Apa perempuan Indonesia sedemikian tertindas sampe memerlukan RUU ini?
Ya mereka memang memotret kehidupan perempuan yang tertindas itu. Tapi harusnya kita bisa dengan lantang mengatakan “aku menjalankan hidup dengan syariat islam. Dan aku tidak tertindas”. Cuma ya jangan asal ngomong, harus ada reaitanya.
Ibu sendiri sebagai ketua PP salimah, ibu dan istri, bagaimana mengatur waktunya?
Diibaratkan seperti minum obat, tentunya dosis yang kita minum harus sesuai dengan kapasitas tubuh kita menerimanya. Dosis saya yang sekarang setinggi ini, tapi beberapa tahun yang lalu tentunya tidak langsung seperti ini. Saya menikah di usia 22 tahun, dan kini usia saya 43 tahun. 20 tahun lebih saya menjalankan peran saya sebagai istri, kemudian sebagai ibu, dan kini saya aktif di organisasi. Anak-anak saya pun sudah besar-besar dan sudah bisa ditinggal, istilahnya, barulah saya mulai lebih aktif di organisasi. Dulu ketika anak-anak saya masih kecil, saya juga tidak seaktif sekarang ini, saya juga selalu meminta izin dari suami saya jika ada agenda-agenda yang mengharuskan saya untuk keluar. Suami saya tidak melulu mengizinkan, dia juga terkadang tidak mengizinkan beberapa agenda jika saya sudah cukup banyak turun untuk kegiatan organisasi. Kebijakan organisasi juga begitu, kalau ada anggota yang tidak bisa turun, maka akan digantikan oleh anggota lain yang bisa. Salimah ini juga kan tidak central yah, jadi supaya siapapun bisa turun untuk kegiatan organisasi. Jadi yang penting disini adalah isinya, bukan sekedar figurnya. Alhamdulillah sampai saat ini saya masih bisa menjalankan semua tugas dan kewajiban saya dengan baik. Perbuatan baik yang dilakukan dijalan Allah, insyaAllah, Allah juga akan memudahkan.
Ada anjuran agar mengajarkan kesetaraan gender pada anak sejak usia dini, menurut ibu? Bagaimana dengan norma agama?
Kalau memang salah, ya buat apa sih diajarkan? Kesetaraan gender itu sebetulnya hal yang mustahil. Ini jika kita meruntut pada kesetaraan yang diinginkan kaum feminis ya, yaitu kesetaraan sepenuhnya dalam hal apapun. Lagipula dengan mengajarkan norma dan aturan agama dengan benar, nantinya anak-anak juga bisa membedakan mana yang bisa disetarakan, mana yang tidak. Disinilah peran seorang wanita sebagai ibu. Memastikan bahwa anak-anaknya cukup menerima asupan pengetahuan sehingga nantinya tidak mudah terjerat gerakan-gerakan yang seperti ini.

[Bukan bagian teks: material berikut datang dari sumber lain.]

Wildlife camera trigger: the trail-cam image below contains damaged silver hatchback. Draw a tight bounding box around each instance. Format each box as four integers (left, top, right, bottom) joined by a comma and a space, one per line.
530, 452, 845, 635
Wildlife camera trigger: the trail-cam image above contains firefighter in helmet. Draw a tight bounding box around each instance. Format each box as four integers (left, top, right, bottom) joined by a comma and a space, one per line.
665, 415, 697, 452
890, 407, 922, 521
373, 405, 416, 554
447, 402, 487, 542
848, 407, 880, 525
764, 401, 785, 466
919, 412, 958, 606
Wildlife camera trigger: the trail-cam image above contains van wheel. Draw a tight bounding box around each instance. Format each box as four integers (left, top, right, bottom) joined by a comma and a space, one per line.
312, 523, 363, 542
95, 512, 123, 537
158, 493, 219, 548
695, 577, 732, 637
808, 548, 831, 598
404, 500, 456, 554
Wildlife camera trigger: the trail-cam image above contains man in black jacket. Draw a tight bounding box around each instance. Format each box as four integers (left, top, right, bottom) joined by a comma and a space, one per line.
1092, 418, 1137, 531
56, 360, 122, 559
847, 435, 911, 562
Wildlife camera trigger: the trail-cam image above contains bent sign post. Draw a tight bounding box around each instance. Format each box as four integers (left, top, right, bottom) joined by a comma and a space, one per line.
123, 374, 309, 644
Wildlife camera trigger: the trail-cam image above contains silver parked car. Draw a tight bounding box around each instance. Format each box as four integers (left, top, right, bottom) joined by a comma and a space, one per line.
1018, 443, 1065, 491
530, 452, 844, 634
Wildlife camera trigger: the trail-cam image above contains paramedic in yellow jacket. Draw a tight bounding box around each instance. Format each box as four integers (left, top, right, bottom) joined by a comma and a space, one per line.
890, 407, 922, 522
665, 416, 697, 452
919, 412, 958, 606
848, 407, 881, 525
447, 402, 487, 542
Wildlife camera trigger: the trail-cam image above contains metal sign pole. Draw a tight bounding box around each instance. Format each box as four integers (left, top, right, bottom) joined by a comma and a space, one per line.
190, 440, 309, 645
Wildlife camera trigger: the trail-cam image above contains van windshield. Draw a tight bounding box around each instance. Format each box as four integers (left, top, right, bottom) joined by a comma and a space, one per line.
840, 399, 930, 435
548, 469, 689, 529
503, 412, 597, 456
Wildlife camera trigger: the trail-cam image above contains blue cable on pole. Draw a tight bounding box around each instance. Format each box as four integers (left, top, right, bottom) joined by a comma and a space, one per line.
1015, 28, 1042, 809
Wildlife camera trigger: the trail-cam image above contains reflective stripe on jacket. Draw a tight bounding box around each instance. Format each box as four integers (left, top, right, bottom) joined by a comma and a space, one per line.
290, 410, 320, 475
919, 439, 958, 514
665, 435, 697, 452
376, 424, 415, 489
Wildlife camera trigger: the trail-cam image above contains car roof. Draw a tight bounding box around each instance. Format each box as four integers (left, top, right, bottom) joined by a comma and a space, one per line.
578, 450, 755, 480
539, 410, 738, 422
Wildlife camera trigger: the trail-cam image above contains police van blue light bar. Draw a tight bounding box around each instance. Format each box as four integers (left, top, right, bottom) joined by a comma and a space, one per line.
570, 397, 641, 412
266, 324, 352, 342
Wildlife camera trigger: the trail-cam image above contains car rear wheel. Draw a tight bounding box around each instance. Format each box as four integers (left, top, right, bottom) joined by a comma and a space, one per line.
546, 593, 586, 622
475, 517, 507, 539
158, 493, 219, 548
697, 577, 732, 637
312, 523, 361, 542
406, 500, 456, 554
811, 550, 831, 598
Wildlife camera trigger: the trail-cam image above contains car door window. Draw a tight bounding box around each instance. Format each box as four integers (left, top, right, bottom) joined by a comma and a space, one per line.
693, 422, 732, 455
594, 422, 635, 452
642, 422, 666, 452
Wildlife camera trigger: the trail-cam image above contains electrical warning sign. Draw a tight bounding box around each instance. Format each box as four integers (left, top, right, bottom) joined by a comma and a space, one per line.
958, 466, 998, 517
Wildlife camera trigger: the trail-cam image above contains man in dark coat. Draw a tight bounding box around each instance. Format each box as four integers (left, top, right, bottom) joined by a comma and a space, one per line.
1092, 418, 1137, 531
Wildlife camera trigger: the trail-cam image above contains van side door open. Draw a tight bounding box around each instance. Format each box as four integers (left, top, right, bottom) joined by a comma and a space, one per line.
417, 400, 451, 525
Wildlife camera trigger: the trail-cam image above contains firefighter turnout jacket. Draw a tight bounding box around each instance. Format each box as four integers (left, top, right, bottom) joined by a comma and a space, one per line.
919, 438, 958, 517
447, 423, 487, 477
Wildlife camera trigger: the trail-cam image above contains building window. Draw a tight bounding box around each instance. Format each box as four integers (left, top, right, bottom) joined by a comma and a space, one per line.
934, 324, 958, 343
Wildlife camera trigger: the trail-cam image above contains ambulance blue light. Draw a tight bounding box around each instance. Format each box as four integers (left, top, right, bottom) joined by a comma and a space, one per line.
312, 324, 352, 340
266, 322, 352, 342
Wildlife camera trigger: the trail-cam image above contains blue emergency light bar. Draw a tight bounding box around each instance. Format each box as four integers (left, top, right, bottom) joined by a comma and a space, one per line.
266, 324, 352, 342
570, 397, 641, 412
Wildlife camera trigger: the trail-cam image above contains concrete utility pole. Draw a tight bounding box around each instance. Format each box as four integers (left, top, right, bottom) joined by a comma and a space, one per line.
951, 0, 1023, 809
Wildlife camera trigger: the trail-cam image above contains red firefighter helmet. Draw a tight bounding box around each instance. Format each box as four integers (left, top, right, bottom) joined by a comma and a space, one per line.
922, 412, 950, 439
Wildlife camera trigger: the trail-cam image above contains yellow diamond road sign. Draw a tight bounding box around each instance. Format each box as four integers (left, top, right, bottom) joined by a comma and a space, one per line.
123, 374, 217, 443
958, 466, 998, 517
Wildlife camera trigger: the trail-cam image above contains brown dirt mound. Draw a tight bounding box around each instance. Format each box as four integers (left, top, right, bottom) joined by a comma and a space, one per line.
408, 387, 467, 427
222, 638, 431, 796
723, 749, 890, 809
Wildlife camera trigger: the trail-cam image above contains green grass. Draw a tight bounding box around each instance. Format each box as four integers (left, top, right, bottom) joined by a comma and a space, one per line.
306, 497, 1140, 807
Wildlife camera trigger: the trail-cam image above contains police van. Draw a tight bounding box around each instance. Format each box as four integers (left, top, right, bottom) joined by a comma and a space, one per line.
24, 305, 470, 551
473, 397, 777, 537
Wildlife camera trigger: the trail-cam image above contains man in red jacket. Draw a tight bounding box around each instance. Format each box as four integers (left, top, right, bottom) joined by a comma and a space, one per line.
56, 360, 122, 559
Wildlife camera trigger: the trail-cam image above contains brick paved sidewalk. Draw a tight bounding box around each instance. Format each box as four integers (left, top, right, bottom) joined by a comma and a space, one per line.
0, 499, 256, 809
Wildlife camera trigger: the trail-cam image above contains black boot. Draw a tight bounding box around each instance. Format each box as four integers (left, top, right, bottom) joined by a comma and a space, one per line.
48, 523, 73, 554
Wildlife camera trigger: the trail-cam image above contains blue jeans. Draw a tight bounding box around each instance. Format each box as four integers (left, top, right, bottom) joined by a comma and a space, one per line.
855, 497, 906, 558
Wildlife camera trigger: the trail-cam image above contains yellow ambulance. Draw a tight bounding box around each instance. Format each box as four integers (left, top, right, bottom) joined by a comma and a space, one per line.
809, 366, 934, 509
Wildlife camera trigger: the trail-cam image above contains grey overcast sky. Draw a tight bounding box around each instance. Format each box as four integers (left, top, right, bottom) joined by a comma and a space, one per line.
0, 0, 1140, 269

Ada usulan dari salah satu ormas islam agar RUU ini diubah menjadi UU keluaga sakinah, menurut ibu?
Itu usulan yang bagus menurut saya. Supaya para wanita bisa menjalankan tugasnya sebagai seorang ibu dengan baik. Dan usulan ini juga bentuk dari jalan keluar untuk pemasalahan RUU KKG ini. itu bisa dicontoh dan dijadikan batu loncatan bagi organisasi lainnya untuk member alternatif jalan keluar lainnya. Setelah nanti disepakati bersama oleh seluruh organisasi masyarakat, barulah tugas kita dan salimah khususnya untuk mengkomunikasikan kebijakan dan usulan-usulan tersebut. Wanita kan memang lebih mudah untuk melakukan pendekatan-pendekatan semacam ini, karena memang sudah bawaan kali ya. (sambil tersenyum)
Apa Harapan ibu terhadap muslim dan muslimin Indonesia?
Harapannya tentu ingin bersama-sama dengan kaum muslim di Indonesia menjalani aturan dan syariat Islam yang sesungguhnya. Dengan izin Allah, kita senantiasa akan diberikan kemudahan dan nikmat yang tiada tara dalam menjalani kehidupan ini. dan InsyaAllah, untuk kehidupan akhirat pun kita sudah punya persiapan dan bekal.